Et ce texte, à la fois très accessible et très profond, plaît beaucoup aux enseignants: «Il parle du corps et de la liberté, aujourd’hui cela fait sens, confie Olivier, un professeur de français. Et puis il parle aussi du renversement maître esclave. On peut également aborder le thème de la réécriture.»
Hommages spontanés
Mais ce qui est encore plus intéressant c’est que dans les hommages qui lui sont rendus, on peut lire des témoignages vraiment personnels et singuliers, qui diffèrent des citations de personnalités politiques dont on peut douter de la sincérité. Des mots spontanés et émus tels que ceux que l'on trouve dans cette nécropole contemporaine qu’est devenu Twitter:
Michel Tournier était un maître.
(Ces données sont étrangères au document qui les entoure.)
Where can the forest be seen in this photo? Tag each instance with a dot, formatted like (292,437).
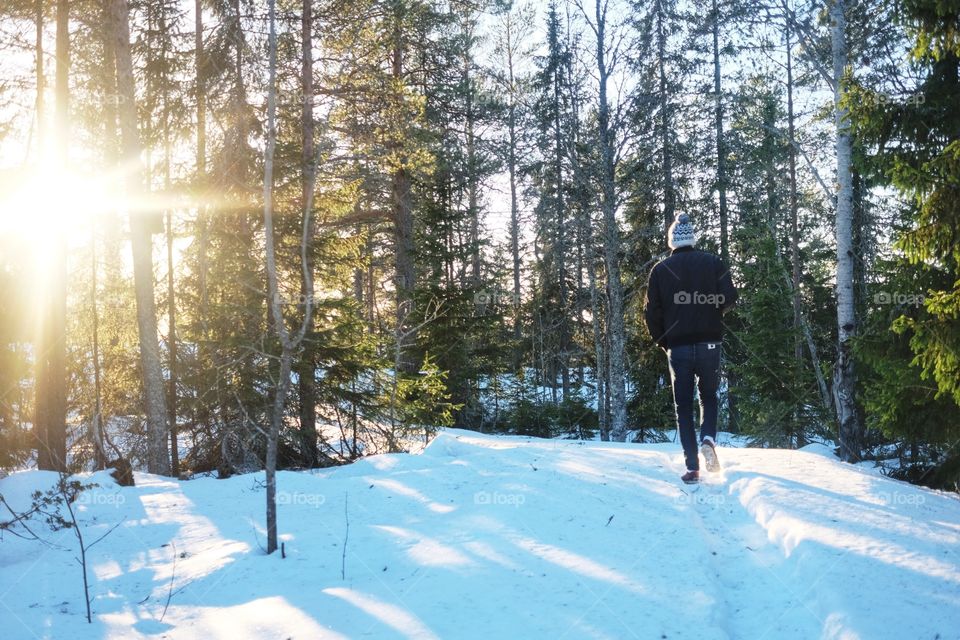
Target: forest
(238,236)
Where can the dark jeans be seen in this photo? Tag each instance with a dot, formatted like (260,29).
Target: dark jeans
(703,361)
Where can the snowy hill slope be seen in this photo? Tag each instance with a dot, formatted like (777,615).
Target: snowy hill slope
(495,537)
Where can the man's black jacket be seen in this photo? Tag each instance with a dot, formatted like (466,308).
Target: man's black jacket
(687,295)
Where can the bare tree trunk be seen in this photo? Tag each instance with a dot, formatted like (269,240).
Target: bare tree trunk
(611,240)
(404,269)
(306,371)
(201,159)
(669,190)
(171,289)
(562,358)
(289,343)
(100,455)
(512,169)
(794,236)
(158,455)
(844,383)
(50,421)
(721,148)
(473,179)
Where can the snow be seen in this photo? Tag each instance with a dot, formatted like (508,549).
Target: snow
(501,537)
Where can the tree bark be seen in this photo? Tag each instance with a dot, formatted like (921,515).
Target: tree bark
(794,236)
(404,268)
(669,190)
(844,382)
(721,148)
(514,203)
(50,419)
(611,241)
(289,343)
(158,455)
(306,371)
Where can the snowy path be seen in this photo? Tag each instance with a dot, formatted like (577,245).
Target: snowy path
(493,537)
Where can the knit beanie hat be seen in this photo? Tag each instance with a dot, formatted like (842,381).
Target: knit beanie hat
(681,233)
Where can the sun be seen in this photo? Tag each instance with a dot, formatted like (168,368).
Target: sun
(38,204)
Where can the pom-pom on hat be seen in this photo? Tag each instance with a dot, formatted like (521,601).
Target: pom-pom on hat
(681,233)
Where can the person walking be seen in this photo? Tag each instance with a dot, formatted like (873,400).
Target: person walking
(687,295)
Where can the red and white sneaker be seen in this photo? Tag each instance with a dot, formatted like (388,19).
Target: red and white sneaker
(709,451)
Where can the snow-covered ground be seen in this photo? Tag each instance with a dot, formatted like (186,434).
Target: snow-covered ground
(500,537)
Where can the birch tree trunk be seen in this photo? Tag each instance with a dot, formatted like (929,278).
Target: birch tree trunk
(306,372)
(141,241)
(611,240)
(844,381)
(794,233)
(669,190)
(289,343)
(514,202)
(50,418)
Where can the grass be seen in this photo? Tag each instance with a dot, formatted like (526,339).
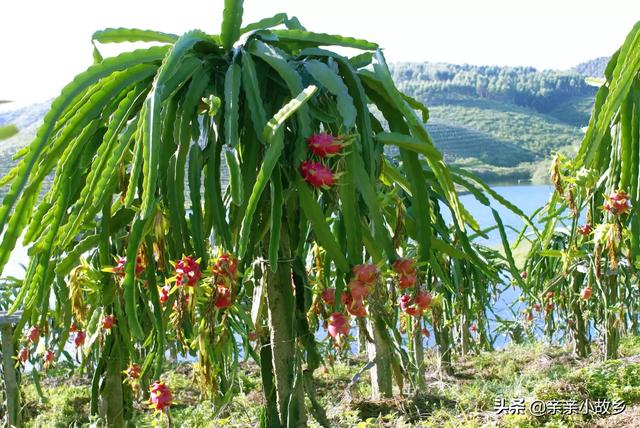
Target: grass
(531,371)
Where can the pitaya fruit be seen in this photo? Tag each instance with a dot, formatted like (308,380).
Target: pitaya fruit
(317,175)
(338,325)
(617,203)
(187,271)
(160,396)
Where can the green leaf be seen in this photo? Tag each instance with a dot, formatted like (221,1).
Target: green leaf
(275,20)
(152,130)
(231,22)
(7,131)
(251,88)
(271,158)
(285,112)
(329,79)
(409,143)
(322,39)
(321,229)
(120,35)
(231,100)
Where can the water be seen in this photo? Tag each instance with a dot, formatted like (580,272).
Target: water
(527,197)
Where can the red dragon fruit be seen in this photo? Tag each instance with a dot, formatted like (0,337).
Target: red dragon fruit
(48,358)
(585,293)
(317,175)
(328,296)
(423,300)
(134,371)
(617,203)
(408,306)
(33,335)
(354,306)
(118,269)
(160,396)
(358,289)
(80,338)
(164,293)
(404,266)
(225,265)
(108,321)
(187,271)
(223,297)
(23,354)
(407,281)
(324,144)
(366,273)
(338,325)
(585,229)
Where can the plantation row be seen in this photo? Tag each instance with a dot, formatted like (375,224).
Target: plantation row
(141,248)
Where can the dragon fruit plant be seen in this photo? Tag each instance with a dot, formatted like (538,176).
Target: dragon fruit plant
(306,170)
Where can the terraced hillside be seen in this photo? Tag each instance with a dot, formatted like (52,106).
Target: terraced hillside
(524,128)
(503,123)
(459,144)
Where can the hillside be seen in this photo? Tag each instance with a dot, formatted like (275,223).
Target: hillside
(501,122)
(592,68)
(513,118)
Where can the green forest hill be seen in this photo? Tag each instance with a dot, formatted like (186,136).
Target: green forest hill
(500,122)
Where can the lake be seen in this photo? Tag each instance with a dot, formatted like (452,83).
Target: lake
(527,197)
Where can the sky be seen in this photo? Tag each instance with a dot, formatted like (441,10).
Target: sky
(45,43)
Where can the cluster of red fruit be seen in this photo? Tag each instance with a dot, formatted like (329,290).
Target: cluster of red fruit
(407,278)
(617,203)
(187,273)
(118,269)
(33,336)
(80,335)
(318,174)
(225,273)
(364,277)
(160,396)
(585,229)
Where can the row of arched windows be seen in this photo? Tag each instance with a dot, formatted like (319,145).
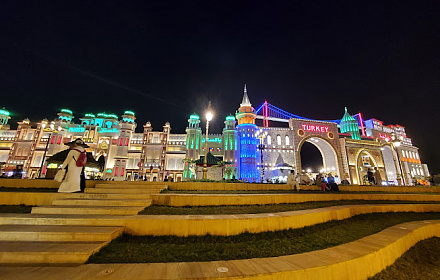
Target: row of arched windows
(279,140)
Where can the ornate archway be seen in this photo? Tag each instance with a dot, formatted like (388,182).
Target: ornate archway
(329,153)
(364,162)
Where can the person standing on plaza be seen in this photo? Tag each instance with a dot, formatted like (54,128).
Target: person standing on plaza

Il était venu en Terminale nous expliquer la dimension philo de Vendredi ou la vie sauvage. Brillantissime.
— Julien Arnaud (@Ju_Arnaud) 18 Janvier 2016
Oh non, Tournier est mort, je me rappelle au collège d'avoir étudié "Vendredi ou la vie sauvage." Ce livre était génial
— No fève man (@GenkishiS) 18 Janvier 2016
RIP Michel Tournier. Un des premiers livres que j'ai lu au collège avec son roman jeunesse "Vendredi ou la vie sauvage".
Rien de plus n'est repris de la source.